Error while removing dangling images

ap4y opened this issue · 4 comments

ap4y commented

I'm using custom script for updating containers, as a last step I'm cleaning dangling (docker images -f 'dangling=true'). When using systemd-docker in unit files, dangling images fail to remove for several seconds after unit restarts, after some time (about 5s) it works. Steps to reproduce:

  1. Pull new image;
  2. Restart unit to make it use new image;
  3. Try to clean dangling images (for example docker rmi $(docker images -q -f 'dangling=true')).

I think that:

  1. Ideally docker rmi should not fail on images returned by docker images -q -f 'dangling=true', or
  2. docker images -q -f 'dangling=true' should not return such images for container used by system-docker.

Would appreciate any suggestion about how I can solve/debug somehow this situation. Thanks.

@ap4y Whatever container you are running, do systemd-cgls and see if all of the containers processes are in the services cgroup. With systemd-docker on start it is possible for processes to escape the cgroup if they are launched fast enough. This is a current bug in systemd-docker.

ap4y commented

I checked systemd-cgls and I don't see anything suspicious. Container that I tested is running ruby application server with forking (unicorn) and all of it's subprocess belong to the service cgroup.
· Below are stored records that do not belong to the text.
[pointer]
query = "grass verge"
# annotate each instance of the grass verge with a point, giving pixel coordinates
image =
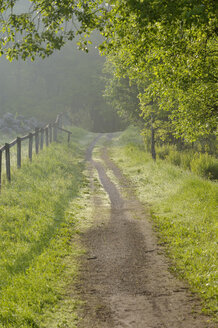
(184, 209)
(40, 213)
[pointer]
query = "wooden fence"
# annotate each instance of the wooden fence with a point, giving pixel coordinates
(41, 136)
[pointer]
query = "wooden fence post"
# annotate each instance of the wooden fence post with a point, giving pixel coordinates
(30, 146)
(42, 138)
(0, 170)
(55, 132)
(50, 133)
(8, 162)
(37, 140)
(18, 152)
(68, 139)
(46, 136)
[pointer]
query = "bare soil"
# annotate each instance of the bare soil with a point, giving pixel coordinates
(125, 279)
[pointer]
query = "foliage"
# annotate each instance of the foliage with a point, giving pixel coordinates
(184, 209)
(167, 49)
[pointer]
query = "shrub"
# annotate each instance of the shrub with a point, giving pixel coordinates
(162, 152)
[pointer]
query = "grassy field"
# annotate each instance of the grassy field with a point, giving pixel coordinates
(41, 210)
(184, 211)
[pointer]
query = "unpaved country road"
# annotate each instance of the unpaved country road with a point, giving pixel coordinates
(125, 279)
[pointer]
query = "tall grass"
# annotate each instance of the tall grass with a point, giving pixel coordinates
(184, 209)
(203, 165)
(36, 231)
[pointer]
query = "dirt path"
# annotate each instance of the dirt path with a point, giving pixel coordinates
(125, 279)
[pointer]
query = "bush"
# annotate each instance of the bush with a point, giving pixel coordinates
(162, 152)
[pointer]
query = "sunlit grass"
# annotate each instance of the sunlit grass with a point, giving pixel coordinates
(184, 209)
(39, 215)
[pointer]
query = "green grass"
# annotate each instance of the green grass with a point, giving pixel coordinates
(40, 212)
(184, 210)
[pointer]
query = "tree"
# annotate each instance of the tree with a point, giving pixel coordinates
(169, 44)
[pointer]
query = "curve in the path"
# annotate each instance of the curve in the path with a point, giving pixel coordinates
(124, 280)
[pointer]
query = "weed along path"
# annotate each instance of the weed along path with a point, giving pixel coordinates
(124, 277)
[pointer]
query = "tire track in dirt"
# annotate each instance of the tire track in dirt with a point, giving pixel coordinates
(125, 279)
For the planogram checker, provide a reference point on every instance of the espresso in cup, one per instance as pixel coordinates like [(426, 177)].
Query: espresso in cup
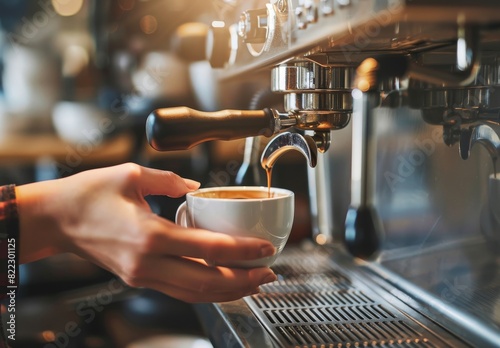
[(241, 211), (237, 194)]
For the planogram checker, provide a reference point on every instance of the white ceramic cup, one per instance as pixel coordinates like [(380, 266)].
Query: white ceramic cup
[(217, 209)]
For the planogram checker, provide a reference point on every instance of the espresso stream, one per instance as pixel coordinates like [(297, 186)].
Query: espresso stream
[(241, 194)]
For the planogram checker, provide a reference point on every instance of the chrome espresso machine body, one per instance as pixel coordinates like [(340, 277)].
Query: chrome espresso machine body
[(405, 200)]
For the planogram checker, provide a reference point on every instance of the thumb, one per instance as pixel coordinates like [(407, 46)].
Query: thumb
[(161, 182)]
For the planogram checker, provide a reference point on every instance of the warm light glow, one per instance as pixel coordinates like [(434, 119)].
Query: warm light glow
[(321, 239), (49, 336), (75, 58), (218, 24), (363, 85), (67, 7), (149, 24)]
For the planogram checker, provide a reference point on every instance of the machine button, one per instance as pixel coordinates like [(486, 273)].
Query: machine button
[(218, 46), (252, 26)]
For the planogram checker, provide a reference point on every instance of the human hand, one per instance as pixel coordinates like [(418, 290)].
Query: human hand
[(102, 216)]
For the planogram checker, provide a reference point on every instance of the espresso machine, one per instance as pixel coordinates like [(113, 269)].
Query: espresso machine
[(395, 105)]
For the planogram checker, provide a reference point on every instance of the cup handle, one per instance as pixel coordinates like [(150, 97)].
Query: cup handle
[(180, 215)]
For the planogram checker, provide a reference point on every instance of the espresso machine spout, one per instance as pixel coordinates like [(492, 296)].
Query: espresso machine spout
[(285, 142)]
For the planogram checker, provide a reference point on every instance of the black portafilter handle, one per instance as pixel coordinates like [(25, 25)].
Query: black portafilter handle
[(181, 128)]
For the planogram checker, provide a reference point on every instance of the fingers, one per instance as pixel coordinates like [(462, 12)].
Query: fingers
[(171, 239), (193, 281), (160, 182)]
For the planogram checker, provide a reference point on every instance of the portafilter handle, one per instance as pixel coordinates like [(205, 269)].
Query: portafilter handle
[(180, 128)]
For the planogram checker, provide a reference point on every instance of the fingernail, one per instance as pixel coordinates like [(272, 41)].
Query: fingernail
[(254, 292), (191, 184), (268, 278), (268, 250)]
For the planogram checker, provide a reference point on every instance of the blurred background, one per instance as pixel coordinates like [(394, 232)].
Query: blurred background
[(78, 80)]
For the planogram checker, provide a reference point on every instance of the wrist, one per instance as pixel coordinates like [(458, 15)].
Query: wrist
[(38, 223)]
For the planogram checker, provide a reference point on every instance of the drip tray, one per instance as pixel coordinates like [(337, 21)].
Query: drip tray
[(315, 304)]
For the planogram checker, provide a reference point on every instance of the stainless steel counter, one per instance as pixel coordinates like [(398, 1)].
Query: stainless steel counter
[(323, 298)]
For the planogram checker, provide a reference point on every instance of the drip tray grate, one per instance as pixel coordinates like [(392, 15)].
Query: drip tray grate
[(314, 305)]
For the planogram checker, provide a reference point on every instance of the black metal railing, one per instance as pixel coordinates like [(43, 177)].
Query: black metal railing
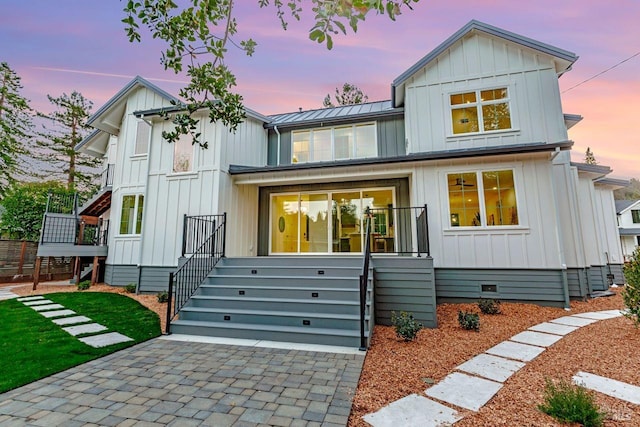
[(364, 280), (188, 278)]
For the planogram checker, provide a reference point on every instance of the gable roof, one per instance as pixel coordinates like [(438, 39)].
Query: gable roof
[(567, 58)]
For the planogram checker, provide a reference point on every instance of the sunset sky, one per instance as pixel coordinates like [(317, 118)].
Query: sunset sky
[(65, 45)]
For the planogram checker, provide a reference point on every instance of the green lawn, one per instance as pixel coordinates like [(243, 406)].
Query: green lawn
[(33, 347)]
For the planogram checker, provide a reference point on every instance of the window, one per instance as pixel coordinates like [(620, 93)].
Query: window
[(143, 132), (480, 111), (131, 218), (482, 199), (338, 143), (183, 154)]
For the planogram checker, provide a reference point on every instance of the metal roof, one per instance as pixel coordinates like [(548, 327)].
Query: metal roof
[(367, 110)]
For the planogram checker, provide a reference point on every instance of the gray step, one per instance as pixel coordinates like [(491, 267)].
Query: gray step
[(276, 304), (303, 292), (281, 318), (339, 337)]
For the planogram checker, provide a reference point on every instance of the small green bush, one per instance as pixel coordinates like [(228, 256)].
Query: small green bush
[(489, 306), (162, 297), (406, 326), (469, 320), (570, 403)]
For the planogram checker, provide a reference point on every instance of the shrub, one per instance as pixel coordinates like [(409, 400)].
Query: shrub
[(489, 306), (570, 403), (163, 297), (631, 291), (406, 326), (469, 320)]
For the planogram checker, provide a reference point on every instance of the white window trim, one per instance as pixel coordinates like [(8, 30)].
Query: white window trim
[(353, 154), (512, 110)]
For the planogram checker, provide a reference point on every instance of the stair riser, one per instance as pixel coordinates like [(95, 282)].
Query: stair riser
[(266, 335)]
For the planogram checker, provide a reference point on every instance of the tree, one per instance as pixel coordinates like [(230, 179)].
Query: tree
[(204, 29), (349, 95), (15, 125), (68, 125), (24, 206)]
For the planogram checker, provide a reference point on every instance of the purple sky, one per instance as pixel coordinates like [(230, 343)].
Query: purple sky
[(65, 45)]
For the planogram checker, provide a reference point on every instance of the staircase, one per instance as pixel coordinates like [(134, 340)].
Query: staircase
[(293, 299)]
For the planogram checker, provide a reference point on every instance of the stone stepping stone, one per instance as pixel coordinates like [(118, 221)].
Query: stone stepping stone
[(89, 328), (104, 340), (71, 320), (37, 302), (413, 411), (47, 307), (573, 321), (30, 298), (492, 367), (618, 389), (536, 338), (464, 391), (600, 315), (553, 328), (517, 351), (57, 313)]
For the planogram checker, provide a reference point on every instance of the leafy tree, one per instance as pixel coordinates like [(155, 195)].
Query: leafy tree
[(349, 95), (24, 205), (15, 125), (68, 125), (198, 34)]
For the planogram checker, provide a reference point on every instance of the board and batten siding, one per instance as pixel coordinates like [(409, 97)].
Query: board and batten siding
[(404, 284), (483, 62)]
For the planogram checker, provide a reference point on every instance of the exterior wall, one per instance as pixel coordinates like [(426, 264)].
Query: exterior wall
[(481, 62)]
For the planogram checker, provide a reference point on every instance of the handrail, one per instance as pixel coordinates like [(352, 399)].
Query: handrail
[(184, 282), (364, 279)]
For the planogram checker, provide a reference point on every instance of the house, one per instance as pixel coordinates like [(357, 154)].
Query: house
[(628, 221), (461, 187)]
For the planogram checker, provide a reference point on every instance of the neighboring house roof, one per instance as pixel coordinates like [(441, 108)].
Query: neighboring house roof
[(566, 58), (335, 115), (433, 155)]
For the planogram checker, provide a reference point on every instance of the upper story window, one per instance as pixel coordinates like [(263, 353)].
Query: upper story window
[(334, 143), (183, 154), (143, 132), (482, 199), (480, 111)]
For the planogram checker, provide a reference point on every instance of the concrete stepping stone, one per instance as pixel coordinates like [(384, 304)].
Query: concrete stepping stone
[(89, 328), (553, 328), (573, 321), (57, 313), (515, 350), (71, 320), (600, 315), (464, 391), (30, 298), (47, 307), (613, 388), (536, 338), (104, 340), (37, 302), (492, 367), (413, 411)]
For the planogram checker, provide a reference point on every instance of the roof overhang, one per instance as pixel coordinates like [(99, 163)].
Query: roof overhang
[(563, 59)]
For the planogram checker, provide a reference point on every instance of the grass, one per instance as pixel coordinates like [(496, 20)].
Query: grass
[(33, 347)]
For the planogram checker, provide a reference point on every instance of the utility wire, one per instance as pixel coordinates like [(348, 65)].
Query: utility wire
[(602, 72)]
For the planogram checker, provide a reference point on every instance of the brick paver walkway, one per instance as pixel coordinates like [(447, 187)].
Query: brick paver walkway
[(163, 382)]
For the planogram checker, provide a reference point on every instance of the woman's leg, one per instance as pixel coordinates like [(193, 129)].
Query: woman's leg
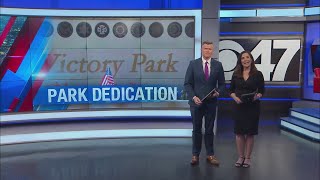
[(240, 142), (249, 146)]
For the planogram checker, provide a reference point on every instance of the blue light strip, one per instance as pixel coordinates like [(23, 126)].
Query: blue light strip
[(93, 134), (312, 11), (279, 12), (265, 99), (261, 33), (270, 12), (237, 13), (260, 5), (276, 87)]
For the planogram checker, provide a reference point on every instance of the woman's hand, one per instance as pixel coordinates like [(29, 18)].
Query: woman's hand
[(257, 96), (197, 100), (235, 98)]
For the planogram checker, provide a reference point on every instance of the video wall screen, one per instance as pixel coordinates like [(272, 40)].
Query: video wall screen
[(63, 63), (312, 59)]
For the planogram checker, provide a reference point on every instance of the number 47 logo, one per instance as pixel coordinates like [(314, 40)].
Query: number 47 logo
[(229, 50)]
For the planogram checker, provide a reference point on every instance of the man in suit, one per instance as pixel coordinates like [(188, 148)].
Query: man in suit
[(203, 75)]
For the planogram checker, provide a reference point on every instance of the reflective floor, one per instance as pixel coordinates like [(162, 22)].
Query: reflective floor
[(277, 155)]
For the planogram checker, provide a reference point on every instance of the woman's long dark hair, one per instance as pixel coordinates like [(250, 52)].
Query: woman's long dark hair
[(239, 68)]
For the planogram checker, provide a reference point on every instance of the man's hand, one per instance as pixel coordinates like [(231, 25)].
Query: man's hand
[(197, 100), (257, 96), (215, 94), (235, 98)]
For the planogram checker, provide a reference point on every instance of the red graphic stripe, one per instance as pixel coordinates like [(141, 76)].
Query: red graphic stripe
[(27, 104), (21, 45), (6, 29), (14, 104)]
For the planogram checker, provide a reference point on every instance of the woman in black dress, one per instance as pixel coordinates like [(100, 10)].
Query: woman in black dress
[(246, 79)]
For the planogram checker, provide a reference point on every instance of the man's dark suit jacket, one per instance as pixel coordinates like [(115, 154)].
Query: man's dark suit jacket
[(195, 83)]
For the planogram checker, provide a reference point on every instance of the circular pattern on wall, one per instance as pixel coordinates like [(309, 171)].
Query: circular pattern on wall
[(84, 29), (120, 30), (65, 29), (156, 29), (137, 30), (102, 29), (174, 29), (190, 29), (48, 27)]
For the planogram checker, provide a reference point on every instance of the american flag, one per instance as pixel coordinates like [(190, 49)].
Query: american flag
[(107, 78)]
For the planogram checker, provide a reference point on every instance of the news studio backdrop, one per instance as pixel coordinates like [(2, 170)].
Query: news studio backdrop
[(64, 63), (138, 61)]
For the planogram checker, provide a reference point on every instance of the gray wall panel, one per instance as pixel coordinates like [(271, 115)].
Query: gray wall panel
[(210, 9)]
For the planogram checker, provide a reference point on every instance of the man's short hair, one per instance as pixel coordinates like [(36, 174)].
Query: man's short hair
[(207, 42)]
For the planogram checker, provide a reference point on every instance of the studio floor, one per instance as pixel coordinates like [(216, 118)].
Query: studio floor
[(277, 155)]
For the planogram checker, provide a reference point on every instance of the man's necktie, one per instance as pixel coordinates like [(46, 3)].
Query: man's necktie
[(206, 71)]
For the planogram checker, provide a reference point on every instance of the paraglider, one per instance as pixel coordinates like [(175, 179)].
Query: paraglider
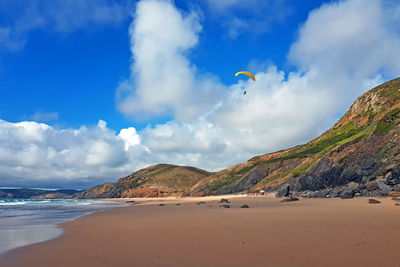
[(248, 74)]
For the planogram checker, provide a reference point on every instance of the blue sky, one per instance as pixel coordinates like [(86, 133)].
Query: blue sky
[(94, 90), (59, 71)]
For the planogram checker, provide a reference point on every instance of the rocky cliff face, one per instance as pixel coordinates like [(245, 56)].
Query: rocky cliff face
[(359, 155), (155, 181)]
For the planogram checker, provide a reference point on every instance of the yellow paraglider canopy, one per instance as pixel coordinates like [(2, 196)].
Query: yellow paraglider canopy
[(246, 73)]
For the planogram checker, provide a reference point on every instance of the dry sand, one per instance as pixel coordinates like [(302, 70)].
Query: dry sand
[(309, 232)]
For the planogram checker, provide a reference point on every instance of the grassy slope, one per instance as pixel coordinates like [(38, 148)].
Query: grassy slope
[(375, 112)]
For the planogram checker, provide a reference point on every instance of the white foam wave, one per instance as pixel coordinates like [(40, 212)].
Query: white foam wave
[(12, 203)]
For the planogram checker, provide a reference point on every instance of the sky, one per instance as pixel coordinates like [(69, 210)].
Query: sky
[(93, 90)]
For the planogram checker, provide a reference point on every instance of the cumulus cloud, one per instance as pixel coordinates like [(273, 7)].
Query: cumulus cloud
[(336, 60), (19, 17), (163, 81), (34, 153), (44, 116)]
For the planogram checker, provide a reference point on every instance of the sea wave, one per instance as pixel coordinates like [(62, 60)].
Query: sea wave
[(12, 203)]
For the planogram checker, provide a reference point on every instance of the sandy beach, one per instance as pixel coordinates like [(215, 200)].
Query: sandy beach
[(308, 232)]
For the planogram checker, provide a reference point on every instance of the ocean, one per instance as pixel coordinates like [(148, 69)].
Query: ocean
[(28, 221)]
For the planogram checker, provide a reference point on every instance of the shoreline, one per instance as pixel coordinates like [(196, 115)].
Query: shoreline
[(282, 234), (36, 221)]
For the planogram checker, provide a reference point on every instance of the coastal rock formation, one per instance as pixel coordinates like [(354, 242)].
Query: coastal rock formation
[(358, 156), (160, 180)]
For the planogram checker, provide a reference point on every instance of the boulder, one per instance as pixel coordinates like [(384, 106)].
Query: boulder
[(291, 199), (283, 191), (390, 167), (347, 193), (371, 186), (373, 201), (396, 187), (352, 185), (394, 195), (383, 187)]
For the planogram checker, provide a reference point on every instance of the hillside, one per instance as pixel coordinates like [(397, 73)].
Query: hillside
[(155, 181), (36, 193), (363, 147), (359, 155)]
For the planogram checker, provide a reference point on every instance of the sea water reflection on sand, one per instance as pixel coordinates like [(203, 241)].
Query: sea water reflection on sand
[(27, 221)]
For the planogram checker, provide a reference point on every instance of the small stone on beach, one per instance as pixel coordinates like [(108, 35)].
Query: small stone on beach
[(373, 201), (289, 199)]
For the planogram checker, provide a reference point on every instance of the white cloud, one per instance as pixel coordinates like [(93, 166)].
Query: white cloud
[(19, 17), (337, 59), (44, 116), (163, 81), (41, 154)]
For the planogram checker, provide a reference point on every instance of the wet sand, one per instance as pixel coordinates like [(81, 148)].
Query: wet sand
[(309, 232)]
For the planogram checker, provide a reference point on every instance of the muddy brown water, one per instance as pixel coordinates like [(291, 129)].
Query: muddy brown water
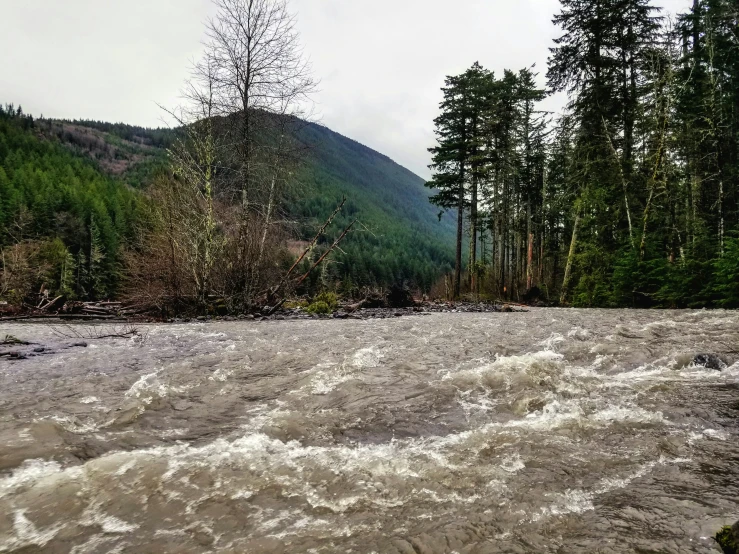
[(548, 431)]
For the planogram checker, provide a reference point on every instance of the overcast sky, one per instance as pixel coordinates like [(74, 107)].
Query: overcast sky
[(381, 63)]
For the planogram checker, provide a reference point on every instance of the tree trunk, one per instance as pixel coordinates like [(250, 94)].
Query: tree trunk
[(570, 258)]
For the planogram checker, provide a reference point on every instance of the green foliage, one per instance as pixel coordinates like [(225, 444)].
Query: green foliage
[(324, 303), (399, 238), (71, 218), (725, 539), (726, 288)]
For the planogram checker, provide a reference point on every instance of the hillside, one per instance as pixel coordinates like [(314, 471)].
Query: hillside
[(399, 238)]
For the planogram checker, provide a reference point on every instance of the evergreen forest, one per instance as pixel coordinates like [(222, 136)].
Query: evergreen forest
[(628, 198)]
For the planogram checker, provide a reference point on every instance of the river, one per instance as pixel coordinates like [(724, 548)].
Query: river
[(547, 431)]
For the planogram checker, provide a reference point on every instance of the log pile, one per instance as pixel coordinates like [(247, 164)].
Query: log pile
[(60, 308)]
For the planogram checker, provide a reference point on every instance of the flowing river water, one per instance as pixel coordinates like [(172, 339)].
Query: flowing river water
[(547, 431)]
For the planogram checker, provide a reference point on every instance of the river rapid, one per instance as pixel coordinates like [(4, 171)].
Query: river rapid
[(547, 431)]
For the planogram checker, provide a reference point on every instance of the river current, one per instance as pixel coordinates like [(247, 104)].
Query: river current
[(547, 431)]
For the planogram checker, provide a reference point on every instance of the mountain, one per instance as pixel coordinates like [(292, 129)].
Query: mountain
[(398, 239)]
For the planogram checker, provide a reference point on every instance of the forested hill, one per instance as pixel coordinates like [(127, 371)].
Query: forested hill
[(404, 240), (399, 238)]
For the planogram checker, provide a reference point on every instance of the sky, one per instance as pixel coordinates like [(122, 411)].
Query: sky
[(380, 63)]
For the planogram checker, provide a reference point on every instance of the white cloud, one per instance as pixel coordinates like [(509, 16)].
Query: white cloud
[(381, 62)]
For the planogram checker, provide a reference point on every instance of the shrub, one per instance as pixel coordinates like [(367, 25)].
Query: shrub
[(324, 303)]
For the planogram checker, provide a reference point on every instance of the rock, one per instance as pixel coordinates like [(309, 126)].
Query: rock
[(400, 297), (710, 361)]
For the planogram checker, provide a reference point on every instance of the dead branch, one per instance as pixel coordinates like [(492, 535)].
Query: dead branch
[(323, 257)]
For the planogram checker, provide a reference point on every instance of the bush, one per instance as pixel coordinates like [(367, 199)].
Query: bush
[(324, 303), (725, 539)]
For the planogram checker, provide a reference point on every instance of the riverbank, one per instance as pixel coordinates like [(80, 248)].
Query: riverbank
[(551, 430)]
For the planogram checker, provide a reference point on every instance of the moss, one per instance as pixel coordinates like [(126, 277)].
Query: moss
[(725, 539)]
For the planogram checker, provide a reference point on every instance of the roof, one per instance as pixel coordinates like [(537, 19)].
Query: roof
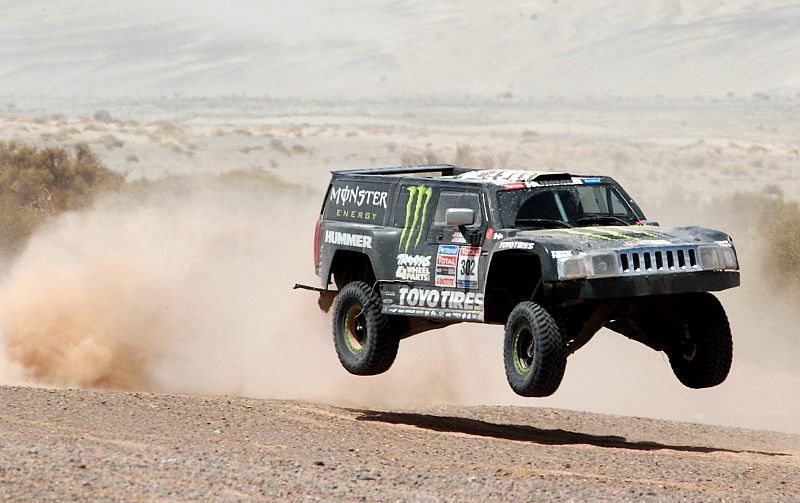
[(451, 172)]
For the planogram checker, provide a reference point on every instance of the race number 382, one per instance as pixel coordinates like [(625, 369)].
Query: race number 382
[(468, 258)]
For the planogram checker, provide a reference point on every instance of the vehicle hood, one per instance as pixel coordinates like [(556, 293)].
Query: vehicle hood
[(615, 237)]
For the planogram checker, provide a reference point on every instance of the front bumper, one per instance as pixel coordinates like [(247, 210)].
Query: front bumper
[(642, 285)]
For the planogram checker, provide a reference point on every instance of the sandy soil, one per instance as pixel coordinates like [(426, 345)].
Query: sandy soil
[(60, 445)]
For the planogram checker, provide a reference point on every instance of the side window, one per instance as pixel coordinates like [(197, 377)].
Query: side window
[(618, 207), (592, 201), (449, 200)]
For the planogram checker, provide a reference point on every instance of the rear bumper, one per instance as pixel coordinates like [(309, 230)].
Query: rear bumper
[(641, 286)]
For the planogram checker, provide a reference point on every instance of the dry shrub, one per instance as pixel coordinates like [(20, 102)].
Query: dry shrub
[(39, 182)]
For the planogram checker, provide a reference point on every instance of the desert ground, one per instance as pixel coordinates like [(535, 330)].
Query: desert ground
[(74, 445), (154, 350)]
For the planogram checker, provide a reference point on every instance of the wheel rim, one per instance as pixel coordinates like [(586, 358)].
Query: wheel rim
[(355, 328), (524, 350)]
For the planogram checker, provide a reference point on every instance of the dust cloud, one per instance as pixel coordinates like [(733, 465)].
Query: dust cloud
[(188, 290)]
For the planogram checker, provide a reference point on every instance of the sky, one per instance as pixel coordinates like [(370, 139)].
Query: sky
[(382, 48)]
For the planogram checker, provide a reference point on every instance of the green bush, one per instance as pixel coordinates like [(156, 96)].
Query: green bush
[(39, 182)]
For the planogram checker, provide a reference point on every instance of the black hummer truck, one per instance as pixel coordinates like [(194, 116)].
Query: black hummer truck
[(552, 256)]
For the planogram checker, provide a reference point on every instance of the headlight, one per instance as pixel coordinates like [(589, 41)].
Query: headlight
[(715, 257), (595, 265), (572, 268), (728, 257), (604, 264), (709, 257)]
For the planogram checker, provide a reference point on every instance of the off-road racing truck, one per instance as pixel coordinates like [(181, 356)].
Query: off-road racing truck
[(554, 257)]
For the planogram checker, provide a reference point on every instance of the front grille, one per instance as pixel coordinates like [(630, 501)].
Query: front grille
[(651, 260)]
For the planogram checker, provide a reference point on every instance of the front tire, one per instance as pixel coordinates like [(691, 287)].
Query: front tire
[(703, 350), (364, 342), (534, 351)]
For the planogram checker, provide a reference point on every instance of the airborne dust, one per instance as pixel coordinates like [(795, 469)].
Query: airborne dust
[(186, 288)]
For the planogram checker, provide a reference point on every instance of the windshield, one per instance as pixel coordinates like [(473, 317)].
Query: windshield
[(564, 206)]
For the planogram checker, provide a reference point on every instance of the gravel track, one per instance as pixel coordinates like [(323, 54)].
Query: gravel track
[(113, 446)]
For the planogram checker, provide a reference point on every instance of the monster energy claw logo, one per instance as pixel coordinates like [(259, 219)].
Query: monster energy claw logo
[(420, 209)]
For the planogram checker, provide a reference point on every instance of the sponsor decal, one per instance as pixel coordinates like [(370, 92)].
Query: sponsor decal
[(413, 267), (431, 313), (457, 237), (347, 239), (416, 213), (515, 245), (467, 269), (440, 299), (649, 242), (347, 196), (344, 214), (609, 233), (446, 264), (356, 204)]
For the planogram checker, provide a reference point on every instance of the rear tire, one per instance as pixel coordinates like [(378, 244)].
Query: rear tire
[(703, 351), (364, 342), (534, 351)]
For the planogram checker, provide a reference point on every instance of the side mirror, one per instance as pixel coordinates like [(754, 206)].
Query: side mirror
[(457, 217)]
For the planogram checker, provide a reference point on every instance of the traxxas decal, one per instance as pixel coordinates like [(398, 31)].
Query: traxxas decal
[(416, 212), (413, 267)]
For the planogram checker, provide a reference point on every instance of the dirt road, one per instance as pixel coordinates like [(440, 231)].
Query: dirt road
[(79, 445)]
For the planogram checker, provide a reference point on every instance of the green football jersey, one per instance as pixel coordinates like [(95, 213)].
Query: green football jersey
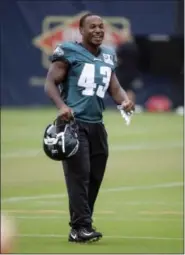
[(87, 79)]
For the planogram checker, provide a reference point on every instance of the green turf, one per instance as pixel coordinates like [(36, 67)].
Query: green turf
[(143, 213)]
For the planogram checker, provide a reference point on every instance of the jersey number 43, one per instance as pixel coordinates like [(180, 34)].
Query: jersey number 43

  │ └─carnival-web-api@staging.service
  │   ├─26256 /opt/bin/systemd-docker run --rm --name carnival-web-api -v /var/log/carnival-web-api:/carnival-web-api/log --env-file /etc/environment -E staging
  │   ├─26271 unicorn_rails master -c config/unicorn.rb -E staging                                                
  │   ├─26295 unicorn_rails worker[0] -c config/unicorn.rb -E staging                                             
  │   ├─26298 unicorn_rails worker[1] -c config/unicorn.rb -E staging                                             
  │   ├─26300 unicorn_rails worker[2] -c config/unicorn.rb -E staging                                             
  │   ├─26304 unicorn_rails worker[3] -c config/unicorn.rb -E staging                                             
  │   ├─26307 unicorn_rails worker[4] -c config/unicorn.rb -E staging                                             
  │   ├─26310 unicorn_rails worker[5] -c config/unicorn.rb -E staging                                             
  │   ├─26313 unicorn_rails worker[6] -c config/unicorn.rb -E staging                                             
  │   ├─26316 unicorn_rails worker[7] -c config/unicorn.rb -E staging                                             
  │   ├─26318 unicorn_rails worker[8] -c config/unicorn.rb -E staging                                             
  │   ├─26322 unicorn_rails worker[9] -c config/unicorn.rb -E staging                                             
  │   ├─26324 unicorn_rails worker[10] -c config/unicorn.rb -E staging                                            
  │   └─26327 unicorn_rails worker[11] -c config/unicorn.rb -E staging 
ap4y commented

I checked systemd-cgls and docker ps right before this issue happens. And I have empty cgroup:

  │ └─carnival-web-api@staging.service

While docker ps says container is still running.

ap4y commented

Tested against alpha version of CoreOS, seems like it works fine. Thanks for the help.